Nós, estudantes brasileiros e brasileiras, estamos preocupados e apreensivos com a atual conjuntura política do nosso país. Participamos ativamente nos últimos anos da construção da agenda política progressista desse governo e reconhecemos os avanços.

Também no último período manifestamos apoio à manutenção do projeto político em curso no país, contudo, diante do atual cenário, que coloca no tabuleiro de xadrez o comando de pastas que asseguram a manutenção e os avanços conquistados, não podemos nos calar e deixar de manifestar indignação e preocupação com o futuro.

Estamos vivendo uma crise social, política e econômica mundial. No Brasil, movimentos de retrocesso e o avanço de forças conservadoras estão disputando e consolidando um projeto social que retrocede nas conquistas históricas dos direitos humanos, sociais e civis.

Colocar em negociação o comando de importantes pastas políticas, que são fundamentais para a sustentabilidade do Estado Democrático de Direito e para garantir direitos duramente conquistados pelo povo e pela classe trabalhadora, em nome da governabilidade nos deixa extremamente preocupados com a condução do projeto de país do atual governo. Entendemos que as alianças políticas são importantes e necessárias, mas a negociação dessas agendas deve ser responsável com a continuidade dos avanços alcançados. A troca de Ministros importantes sem a certeza do compromisso político com as pautas prioritárias para a consolidação dos direitos fundamentais trazidos na constituição cidadã de 1988, deve ser encarada como irresponsabilidade.

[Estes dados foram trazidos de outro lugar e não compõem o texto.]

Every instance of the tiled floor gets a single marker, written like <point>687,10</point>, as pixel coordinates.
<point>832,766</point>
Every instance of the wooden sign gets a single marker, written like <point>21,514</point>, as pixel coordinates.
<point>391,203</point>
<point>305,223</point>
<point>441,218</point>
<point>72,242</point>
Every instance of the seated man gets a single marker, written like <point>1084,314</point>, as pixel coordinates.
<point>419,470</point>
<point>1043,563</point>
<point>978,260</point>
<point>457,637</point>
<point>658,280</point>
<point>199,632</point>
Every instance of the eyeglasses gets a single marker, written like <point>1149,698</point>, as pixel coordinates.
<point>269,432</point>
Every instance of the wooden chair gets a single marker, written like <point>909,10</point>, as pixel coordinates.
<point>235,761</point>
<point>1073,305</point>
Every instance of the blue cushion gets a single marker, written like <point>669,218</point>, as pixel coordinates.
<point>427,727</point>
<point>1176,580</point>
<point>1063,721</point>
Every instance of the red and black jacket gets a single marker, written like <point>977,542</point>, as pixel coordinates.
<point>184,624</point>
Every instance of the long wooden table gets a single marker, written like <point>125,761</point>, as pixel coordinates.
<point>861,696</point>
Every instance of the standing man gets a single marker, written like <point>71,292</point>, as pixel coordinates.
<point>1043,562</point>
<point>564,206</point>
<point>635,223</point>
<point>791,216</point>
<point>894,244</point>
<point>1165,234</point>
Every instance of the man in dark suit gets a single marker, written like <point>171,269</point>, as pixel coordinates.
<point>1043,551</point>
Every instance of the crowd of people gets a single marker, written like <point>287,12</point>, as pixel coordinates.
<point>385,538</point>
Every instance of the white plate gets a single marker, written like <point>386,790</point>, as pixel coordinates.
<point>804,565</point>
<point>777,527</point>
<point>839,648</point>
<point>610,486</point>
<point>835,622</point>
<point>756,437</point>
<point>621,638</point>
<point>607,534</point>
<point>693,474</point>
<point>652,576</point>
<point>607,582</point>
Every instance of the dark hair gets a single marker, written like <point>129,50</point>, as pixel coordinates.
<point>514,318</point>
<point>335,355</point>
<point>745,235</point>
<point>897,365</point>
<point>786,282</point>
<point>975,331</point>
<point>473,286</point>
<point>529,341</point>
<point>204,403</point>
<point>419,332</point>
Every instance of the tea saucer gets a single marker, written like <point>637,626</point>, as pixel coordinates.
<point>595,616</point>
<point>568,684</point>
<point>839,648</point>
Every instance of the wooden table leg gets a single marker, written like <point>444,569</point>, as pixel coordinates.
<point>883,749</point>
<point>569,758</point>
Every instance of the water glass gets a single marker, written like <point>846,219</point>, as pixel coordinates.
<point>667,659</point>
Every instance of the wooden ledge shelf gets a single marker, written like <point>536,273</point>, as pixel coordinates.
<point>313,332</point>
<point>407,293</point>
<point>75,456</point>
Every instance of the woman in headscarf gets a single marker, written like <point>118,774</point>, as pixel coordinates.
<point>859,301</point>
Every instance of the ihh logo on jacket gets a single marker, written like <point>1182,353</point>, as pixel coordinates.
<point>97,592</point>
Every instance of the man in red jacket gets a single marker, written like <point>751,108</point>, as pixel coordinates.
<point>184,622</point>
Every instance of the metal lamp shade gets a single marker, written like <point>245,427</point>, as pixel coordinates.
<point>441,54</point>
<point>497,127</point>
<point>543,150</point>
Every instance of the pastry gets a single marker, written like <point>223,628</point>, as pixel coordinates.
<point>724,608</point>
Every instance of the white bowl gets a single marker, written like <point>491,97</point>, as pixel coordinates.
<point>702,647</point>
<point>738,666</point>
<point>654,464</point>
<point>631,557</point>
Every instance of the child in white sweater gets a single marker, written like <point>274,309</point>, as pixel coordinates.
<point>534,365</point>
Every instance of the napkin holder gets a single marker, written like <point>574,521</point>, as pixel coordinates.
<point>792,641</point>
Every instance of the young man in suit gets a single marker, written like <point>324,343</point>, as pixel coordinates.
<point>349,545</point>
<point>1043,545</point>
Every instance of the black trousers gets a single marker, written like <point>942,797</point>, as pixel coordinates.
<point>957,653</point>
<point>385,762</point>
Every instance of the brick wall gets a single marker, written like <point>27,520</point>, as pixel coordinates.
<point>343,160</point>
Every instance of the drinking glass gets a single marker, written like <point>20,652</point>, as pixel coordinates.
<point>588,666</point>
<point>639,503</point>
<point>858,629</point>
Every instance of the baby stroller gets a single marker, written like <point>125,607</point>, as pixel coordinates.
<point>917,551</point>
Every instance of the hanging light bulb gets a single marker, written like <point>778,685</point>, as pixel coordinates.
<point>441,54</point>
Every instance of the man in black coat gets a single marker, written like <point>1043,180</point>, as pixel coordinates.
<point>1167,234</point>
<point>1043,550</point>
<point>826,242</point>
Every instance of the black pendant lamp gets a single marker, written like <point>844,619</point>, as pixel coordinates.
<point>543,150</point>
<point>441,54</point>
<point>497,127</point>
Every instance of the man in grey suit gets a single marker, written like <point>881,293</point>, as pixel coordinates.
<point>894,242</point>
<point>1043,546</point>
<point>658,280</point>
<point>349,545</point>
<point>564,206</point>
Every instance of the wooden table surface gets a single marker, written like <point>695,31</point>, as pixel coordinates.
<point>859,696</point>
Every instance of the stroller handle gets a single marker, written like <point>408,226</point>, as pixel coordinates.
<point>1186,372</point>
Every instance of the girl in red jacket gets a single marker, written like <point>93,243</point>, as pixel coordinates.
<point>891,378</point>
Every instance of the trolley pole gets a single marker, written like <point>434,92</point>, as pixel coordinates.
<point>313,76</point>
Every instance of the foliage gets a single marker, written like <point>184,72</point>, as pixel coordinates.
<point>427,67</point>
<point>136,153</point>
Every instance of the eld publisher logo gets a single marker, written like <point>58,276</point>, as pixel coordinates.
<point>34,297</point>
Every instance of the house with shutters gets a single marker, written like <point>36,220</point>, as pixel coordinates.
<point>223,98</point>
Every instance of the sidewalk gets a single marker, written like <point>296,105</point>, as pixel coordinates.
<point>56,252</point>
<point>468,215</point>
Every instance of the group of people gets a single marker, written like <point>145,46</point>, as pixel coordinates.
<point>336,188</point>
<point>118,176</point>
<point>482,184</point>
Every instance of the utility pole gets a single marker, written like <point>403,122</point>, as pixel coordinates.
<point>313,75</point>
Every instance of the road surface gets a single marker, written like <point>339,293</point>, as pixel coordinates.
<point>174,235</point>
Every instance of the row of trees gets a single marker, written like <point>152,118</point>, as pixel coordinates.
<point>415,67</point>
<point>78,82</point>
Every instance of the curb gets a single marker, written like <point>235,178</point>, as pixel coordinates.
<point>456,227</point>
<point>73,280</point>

A Saúde não é mercadoria! A escolha de seu ministro deve levar em conta pessoas que tenham a defesa do sistema público, gratuito, integral e universal de saúde e que acreditem no fortalecimento do Sistema Único de Saúde, como forma de garantir este direito básico e de diminuir as desigualdades do país.

Consideramos que o atual Ministro da Saúde, Arthur Chioro, reconhecidamente militante histórico da saúde pública e ator da consolidação do SUS em nosso país, se enquadra nestes aspectos. No comando da pasta o Ministério aprofundou e implementou medidas importantes para o Sistema, tais como, a manutenção do programa +Médicos, o combate aos imenso índice de partos cesários no nosso país, a ampliação das bolsas de residência, a criação do cadastro nacional de especialistas, o aprofundamento do programa Farmácia Popular do Brasil, as políticas de equidades, entre tantas outras ações e programas.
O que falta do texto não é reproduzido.